The two verbs are fully different verbs with meanings at least to the Spanish speaker that aren't the same at all. So remember the cardinal rule of translation when you're translating from the English: translate meaning, not words.
The Spanish verb conocer, which comes from the same root as the English words "cognition" and "recognize," generally means "to be familiar with." You would use it in constructions such as these:
- Conozco a Pedro. I know Pedro.
- ¿Conoces a María? Do you know María?
- No conozco Nueva York. I don't know New York, or I haven't been to New York.
- Conócete a ti mismo. Know yourself.
- No sé nada. I don't know anything.
- Él no sabe nadar. He doesn't know how to swim.
- No sé nada de Pedro. I don't have any news about Pedro.
Conocer also can mean "to meet," just as we use might say in English, "pleased to know you" upon meeting someone. Often when conocer is used in the preterite it has this meaning: Conocí a mi esposa en Vancouver, I met my wife in Vancouver. In some contexts it also can mean "to recognize," although there also is a verb, reconocer, that means "to recognize."
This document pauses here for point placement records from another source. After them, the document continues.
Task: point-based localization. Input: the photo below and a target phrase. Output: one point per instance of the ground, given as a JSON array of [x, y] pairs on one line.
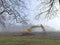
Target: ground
[[27, 40]]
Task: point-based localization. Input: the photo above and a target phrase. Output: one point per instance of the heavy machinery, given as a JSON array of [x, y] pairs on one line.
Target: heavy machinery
[[29, 30]]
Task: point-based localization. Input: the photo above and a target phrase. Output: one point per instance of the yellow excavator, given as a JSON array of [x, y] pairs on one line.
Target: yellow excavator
[[29, 30]]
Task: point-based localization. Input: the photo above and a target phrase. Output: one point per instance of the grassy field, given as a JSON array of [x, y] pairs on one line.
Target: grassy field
[[27, 40]]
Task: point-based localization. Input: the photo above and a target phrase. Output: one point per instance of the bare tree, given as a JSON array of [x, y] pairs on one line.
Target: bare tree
[[50, 12], [11, 11]]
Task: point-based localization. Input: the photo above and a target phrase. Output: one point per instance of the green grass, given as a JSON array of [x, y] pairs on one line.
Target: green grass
[[24, 40]]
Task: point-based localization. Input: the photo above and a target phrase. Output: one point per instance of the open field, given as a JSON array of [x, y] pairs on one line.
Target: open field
[[24, 40], [29, 40]]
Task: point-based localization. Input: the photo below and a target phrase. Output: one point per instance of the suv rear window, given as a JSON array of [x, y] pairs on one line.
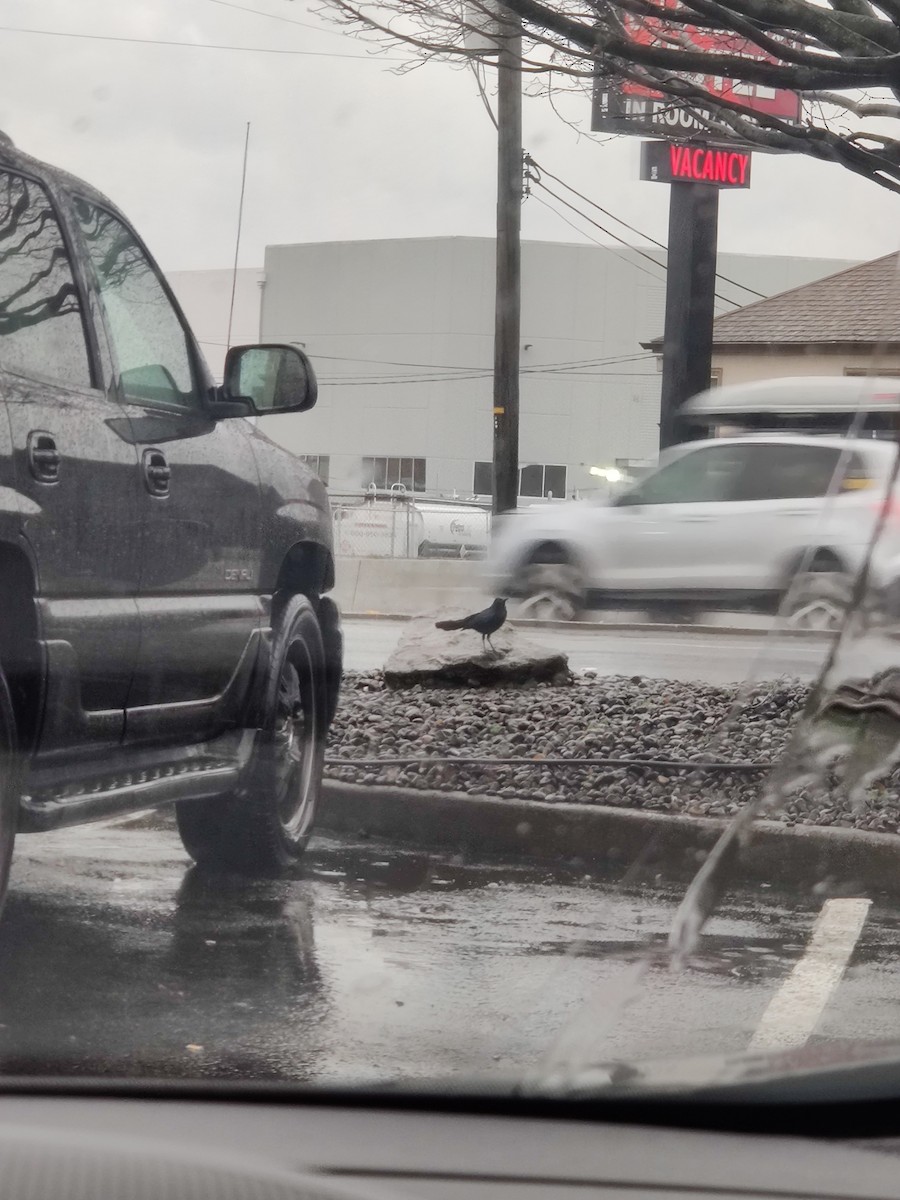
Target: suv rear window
[[784, 471], [41, 328]]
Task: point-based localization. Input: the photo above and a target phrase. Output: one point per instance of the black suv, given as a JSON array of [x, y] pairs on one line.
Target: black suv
[[165, 634]]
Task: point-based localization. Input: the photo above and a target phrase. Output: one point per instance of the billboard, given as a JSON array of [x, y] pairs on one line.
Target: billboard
[[625, 107]]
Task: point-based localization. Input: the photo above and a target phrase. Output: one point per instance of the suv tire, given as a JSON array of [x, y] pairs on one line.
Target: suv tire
[[550, 592], [817, 600], [263, 827]]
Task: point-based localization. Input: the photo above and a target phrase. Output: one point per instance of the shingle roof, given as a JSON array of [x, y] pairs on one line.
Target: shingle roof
[[859, 305]]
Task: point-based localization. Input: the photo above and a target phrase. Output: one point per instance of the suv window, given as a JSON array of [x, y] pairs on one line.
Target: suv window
[[149, 340], [699, 477], [795, 472], [41, 327]]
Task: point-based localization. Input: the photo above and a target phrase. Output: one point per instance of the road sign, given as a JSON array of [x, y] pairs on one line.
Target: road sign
[[667, 162]]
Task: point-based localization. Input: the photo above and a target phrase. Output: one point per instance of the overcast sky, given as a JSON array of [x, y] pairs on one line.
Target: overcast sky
[[341, 147]]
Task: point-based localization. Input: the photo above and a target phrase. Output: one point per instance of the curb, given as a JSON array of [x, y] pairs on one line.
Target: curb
[[597, 627], [647, 845]]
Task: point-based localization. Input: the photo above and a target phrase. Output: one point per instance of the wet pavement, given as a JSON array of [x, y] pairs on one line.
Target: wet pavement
[[717, 658], [377, 964]]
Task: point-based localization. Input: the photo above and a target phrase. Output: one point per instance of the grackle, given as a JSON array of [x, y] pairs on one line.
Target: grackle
[[486, 622]]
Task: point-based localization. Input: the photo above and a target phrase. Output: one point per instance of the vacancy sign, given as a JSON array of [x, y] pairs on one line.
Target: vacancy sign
[[666, 162]]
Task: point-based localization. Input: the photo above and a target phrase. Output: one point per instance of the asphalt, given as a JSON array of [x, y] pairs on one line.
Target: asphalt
[[376, 963], [711, 654]]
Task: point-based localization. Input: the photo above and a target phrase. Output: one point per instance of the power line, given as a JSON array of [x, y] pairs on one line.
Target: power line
[[274, 16], [564, 365], [640, 233], [202, 46], [487, 375], [658, 279], [635, 250]]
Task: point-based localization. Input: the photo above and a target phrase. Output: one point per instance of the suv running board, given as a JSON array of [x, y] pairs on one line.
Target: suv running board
[[107, 795]]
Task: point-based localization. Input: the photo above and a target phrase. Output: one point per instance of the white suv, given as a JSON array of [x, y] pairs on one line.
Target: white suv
[[721, 523]]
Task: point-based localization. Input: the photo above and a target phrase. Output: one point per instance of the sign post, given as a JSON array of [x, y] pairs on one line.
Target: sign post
[[695, 172], [690, 300]]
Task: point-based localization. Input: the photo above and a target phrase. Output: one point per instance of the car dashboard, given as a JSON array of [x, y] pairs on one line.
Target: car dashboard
[[97, 1147]]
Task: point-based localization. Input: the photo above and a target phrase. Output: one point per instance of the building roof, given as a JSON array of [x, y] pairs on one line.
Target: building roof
[[857, 306]]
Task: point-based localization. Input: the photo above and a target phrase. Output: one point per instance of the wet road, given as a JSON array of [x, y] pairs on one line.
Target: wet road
[[711, 658], [377, 964]]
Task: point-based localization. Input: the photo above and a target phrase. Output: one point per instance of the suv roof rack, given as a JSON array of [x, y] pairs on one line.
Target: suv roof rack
[[801, 396]]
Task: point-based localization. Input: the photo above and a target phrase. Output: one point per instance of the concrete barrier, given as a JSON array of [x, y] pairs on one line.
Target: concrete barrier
[[406, 586]]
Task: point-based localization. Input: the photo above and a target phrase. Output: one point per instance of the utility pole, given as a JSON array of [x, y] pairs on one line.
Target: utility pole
[[509, 262], [690, 300]]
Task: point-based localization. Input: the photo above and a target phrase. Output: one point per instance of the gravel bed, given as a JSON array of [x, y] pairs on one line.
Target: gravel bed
[[610, 717]]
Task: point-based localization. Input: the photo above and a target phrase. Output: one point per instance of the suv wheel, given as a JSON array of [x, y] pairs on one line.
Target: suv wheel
[[550, 592], [817, 600], [264, 826]]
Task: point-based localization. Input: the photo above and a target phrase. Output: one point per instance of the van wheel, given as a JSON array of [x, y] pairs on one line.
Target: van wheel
[[550, 592], [263, 827], [819, 600], [10, 785]]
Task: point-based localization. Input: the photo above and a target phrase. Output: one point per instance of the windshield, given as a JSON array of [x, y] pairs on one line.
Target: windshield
[[346, 744]]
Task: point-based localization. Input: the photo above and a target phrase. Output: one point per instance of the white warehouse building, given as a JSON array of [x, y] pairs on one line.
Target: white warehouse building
[[401, 335]]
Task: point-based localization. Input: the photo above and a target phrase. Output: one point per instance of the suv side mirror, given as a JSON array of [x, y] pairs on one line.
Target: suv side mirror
[[271, 378]]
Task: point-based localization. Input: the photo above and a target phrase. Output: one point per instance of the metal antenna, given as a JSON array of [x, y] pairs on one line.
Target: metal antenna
[[238, 239]]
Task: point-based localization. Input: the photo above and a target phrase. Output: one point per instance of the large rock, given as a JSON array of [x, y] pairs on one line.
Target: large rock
[[439, 657]]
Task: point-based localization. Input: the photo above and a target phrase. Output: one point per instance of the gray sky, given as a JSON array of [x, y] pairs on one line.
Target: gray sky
[[341, 147]]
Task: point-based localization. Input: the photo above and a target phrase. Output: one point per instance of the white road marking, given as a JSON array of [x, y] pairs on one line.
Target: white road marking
[[796, 1008]]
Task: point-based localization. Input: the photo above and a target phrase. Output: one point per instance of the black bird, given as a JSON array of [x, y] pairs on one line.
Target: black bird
[[486, 622]]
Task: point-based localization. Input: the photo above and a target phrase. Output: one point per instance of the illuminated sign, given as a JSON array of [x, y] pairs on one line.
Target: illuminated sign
[[625, 107], [666, 162]]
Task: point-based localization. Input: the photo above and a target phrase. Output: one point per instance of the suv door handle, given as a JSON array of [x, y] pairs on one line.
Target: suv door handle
[[157, 472], [43, 457]]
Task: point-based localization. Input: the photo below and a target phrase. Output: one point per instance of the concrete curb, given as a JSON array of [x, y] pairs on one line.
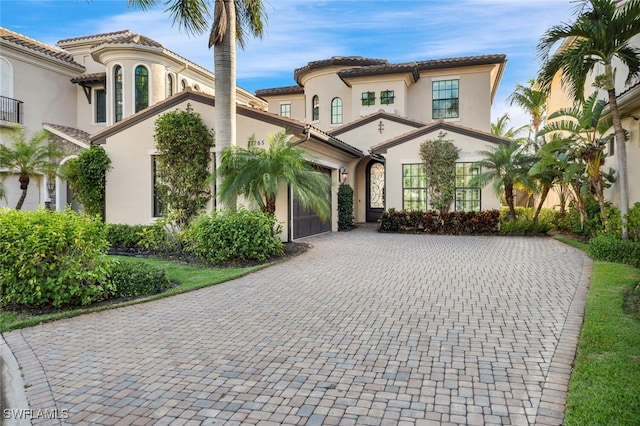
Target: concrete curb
[[12, 393]]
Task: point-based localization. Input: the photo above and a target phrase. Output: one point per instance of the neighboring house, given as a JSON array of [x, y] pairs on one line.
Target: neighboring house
[[387, 110], [629, 106], [365, 117], [83, 86]]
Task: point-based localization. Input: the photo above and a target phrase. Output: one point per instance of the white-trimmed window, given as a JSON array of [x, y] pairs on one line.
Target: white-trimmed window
[[445, 102], [285, 110], [336, 111], [118, 101], [141, 86], [315, 108]]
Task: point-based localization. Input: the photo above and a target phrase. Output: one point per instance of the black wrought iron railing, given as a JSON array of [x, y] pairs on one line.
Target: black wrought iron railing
[[11, 110]]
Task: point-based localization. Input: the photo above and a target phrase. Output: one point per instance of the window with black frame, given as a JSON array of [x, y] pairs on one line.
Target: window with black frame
[[445, 99]]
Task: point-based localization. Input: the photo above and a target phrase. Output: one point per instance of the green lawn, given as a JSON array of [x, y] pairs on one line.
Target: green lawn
[[605, 384], [189, 277]]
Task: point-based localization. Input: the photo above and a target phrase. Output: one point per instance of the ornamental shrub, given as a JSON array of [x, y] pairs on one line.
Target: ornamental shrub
[[345, 207], [130, 279], [86, 176], [432, 222], [122, 236], [611, 248], [234, 236], [52, 258]]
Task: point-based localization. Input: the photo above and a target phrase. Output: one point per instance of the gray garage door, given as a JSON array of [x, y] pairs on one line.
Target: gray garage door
[[305, 221]]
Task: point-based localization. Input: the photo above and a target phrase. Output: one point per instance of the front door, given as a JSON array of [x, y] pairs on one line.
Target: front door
[[375, 190]]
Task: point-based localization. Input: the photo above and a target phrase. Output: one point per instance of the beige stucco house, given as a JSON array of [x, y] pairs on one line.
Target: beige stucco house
[[387, 110], [628, 97], [366, 117]]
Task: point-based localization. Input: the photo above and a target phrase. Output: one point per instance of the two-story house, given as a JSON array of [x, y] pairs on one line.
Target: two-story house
[[387, 110], [83, 86], [361, 120]]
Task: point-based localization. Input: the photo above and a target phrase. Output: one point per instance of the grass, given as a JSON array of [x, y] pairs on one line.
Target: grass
[[605, 384], [190, 278]]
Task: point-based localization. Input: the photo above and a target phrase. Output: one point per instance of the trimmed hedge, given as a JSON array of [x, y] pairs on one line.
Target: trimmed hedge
[[52, 258], [121, 236], [431, 222], [136, 279], [610, 248], [234, 236]]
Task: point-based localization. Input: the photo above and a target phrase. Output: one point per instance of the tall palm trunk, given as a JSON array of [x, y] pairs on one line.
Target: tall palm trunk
[[543, 197], [225, 88], [508, 196], [24, 186], [621, 153]]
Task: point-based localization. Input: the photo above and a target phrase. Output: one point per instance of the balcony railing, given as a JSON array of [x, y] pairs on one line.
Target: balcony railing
[[10, 110]]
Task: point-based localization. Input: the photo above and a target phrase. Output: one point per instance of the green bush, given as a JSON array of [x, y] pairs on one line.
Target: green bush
[[611, 248], [525, 226], [121, 236], [52, 258], [232, 236], [432, 222], [135, 279], [345, 207], [164, 236]]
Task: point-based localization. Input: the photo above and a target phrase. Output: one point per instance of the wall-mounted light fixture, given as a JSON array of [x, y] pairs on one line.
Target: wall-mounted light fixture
[[51, 187], [343, 175]]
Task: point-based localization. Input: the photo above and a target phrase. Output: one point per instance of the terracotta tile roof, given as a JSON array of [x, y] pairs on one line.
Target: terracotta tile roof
[[353, 61], [71, 132], [134, 39], [462, 61], [288, 90], [99, 77], [37, 46], [121, 33]]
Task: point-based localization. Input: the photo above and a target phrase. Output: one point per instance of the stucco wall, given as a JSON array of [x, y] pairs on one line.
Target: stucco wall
[[408, 153]]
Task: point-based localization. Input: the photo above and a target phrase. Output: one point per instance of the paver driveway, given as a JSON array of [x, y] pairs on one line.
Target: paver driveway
[[365, 328]]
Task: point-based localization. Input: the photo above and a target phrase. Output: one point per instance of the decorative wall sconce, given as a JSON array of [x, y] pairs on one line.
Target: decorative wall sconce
[[343, 175]]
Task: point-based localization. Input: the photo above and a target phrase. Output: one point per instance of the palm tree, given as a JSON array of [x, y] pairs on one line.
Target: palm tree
[[534, 102], [504, 166], [29, 159], [587, 139], [257, 174], [601, 33], [233, 21]]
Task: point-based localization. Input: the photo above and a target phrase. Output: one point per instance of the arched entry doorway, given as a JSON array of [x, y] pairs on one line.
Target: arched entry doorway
[[374, 190]]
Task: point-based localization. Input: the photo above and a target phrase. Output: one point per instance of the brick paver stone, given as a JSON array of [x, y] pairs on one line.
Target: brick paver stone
[[364, 328]]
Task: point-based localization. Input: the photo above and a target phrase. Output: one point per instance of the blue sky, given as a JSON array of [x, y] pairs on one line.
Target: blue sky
[[299, 31]]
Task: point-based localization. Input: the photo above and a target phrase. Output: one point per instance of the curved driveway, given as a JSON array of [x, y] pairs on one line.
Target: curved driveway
[[365, 328]]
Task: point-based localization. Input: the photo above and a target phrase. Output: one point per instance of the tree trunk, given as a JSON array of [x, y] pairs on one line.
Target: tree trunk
[[508, 196], [225, 90], [543, 197], [621, 153], [24, 186], [270, 205]]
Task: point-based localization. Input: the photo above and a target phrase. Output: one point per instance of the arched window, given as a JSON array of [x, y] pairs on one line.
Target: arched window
[[117, 93], [142, 88], [315, 108], [169, 86], [336, 111], [6, 79]]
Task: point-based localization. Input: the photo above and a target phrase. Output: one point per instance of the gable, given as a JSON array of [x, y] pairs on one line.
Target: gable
[[431, 131], [374, 129]]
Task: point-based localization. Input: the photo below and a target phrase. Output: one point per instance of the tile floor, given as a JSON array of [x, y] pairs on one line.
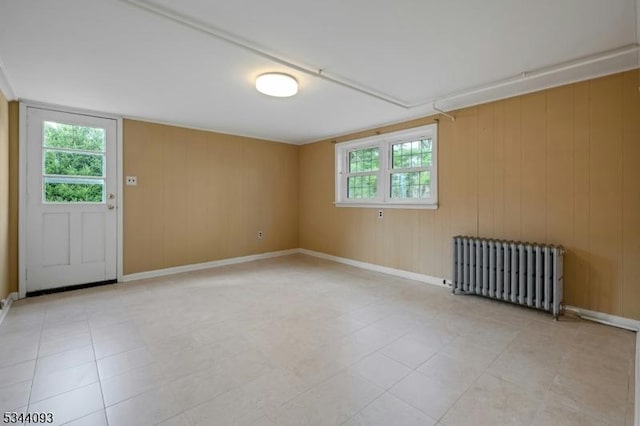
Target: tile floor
[[302, 341]]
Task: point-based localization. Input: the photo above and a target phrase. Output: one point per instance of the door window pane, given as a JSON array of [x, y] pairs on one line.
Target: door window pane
[[60, 135], [60, 190], [73, 164]]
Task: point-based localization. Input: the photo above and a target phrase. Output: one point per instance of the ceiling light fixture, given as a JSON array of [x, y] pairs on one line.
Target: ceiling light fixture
[[277, 84]]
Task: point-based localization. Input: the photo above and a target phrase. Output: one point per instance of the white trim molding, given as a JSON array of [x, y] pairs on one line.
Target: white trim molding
[[206, 265], [440, 282], [5, 86], [7, 304]]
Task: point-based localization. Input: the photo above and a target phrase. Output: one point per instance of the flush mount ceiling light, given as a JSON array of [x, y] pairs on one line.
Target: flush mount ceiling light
[[277, 84]]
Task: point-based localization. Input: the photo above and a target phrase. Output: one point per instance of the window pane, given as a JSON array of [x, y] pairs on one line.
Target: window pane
[[362, 186], [412, 154], [411, 185], [363, 160], [59, 135], [59, 190], [73, 164]]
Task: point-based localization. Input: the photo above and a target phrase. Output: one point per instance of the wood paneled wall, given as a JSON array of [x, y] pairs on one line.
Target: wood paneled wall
[[5, 287], [203, 196], [560, 166]]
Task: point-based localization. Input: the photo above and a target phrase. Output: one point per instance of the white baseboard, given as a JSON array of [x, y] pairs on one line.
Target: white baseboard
[[637, 403], [8, 302], [206, 265], [608, 319], [377, 268], [600, 317]]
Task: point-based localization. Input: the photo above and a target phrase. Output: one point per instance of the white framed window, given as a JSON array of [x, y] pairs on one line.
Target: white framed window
[[394, 170]]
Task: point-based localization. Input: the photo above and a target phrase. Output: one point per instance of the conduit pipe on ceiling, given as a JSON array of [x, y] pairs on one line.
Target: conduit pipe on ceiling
[[260, 50], [322, 73]]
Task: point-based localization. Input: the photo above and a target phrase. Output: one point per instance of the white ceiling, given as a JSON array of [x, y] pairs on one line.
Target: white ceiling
[[153, 64]]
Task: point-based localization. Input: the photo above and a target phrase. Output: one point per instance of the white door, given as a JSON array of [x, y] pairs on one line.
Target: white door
[[71, 199]]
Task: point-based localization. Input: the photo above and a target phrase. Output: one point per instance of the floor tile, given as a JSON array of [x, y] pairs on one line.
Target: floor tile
[[48, 384], [299, 340], [125, 361], [491, 401], [380, 370], [14, 396], [409, 351], [589, 399], [554, 413], [235, 407], [330, 403], [17, 373], [431, 395], [63, 360], [71, 405], [388, 410], [127, 385], [149, 408], [99, 418]]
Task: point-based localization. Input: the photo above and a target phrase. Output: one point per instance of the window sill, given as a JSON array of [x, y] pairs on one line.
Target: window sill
[[388, 205]]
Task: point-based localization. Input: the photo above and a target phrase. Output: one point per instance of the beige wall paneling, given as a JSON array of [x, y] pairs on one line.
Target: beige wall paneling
[[560, 174], [4, 197], [498, 171], [631, 194], [200, 192], [578, 289], [605, 190], [534, 174], [463, 147], [486, 170], [400, 239], [143, 204], [546, 167], [175, 180], [202, 196], [443, 224], [513, 168]]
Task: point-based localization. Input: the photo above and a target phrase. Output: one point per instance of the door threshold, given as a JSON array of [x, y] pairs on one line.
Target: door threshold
[[69, 288]]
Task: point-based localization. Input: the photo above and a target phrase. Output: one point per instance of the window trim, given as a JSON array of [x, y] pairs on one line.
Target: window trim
[[384, 143]]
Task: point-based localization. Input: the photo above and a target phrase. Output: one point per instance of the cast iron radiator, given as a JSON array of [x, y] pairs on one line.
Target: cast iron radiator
[[522, 273]]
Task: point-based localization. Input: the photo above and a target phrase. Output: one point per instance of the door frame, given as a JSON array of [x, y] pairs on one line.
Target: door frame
[[22, 183]]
And saber can mean "to have flavor," as in sabe bien, it tastes good (estar also is sometimes used in the same way).
Not surprisingly, since both conocer and saber are fairly common verbs, both are irregular, the latter one highly so. Note the accent in sé, the first-person present singular of saber, to distinguish it from se, a reflexive pronoun.
The two verbs also are used in a number of idiomatic phrases. These are among the most common:
- a saber namely
- conocer al dedillo o conocer palmo a palmo to know like the palm of one's hand
- conocer de vista to know by sight
- cuando lo supe when I found out
- dar a conocer to make known
- darse a conocer to make oneself known
- me sabe mal (+ infinitivo) I feel bad about ... (e.g., me sabe mal salir, I feel bad about leaving)
- no saber ni jota (o papa) de algo to not have a clue about something
- no se sabe nobody knows
- para que lo sepas for your information
- que yo sepa as far as I know
- ¿Quién sabe? Who knows?
- se conoce que ... , apparently ...
- según mi leal saber y entender to the best of my knowledge
- ¿Se puede saber ... ? May I ask ... ? (e.g., ¿Se puede saber dónde fuiste? May I ask where you went?)
- se sabe que it is known that
- vete (tú) a saber goodness knows
- ¡Yo que sé! How am I supposed to know?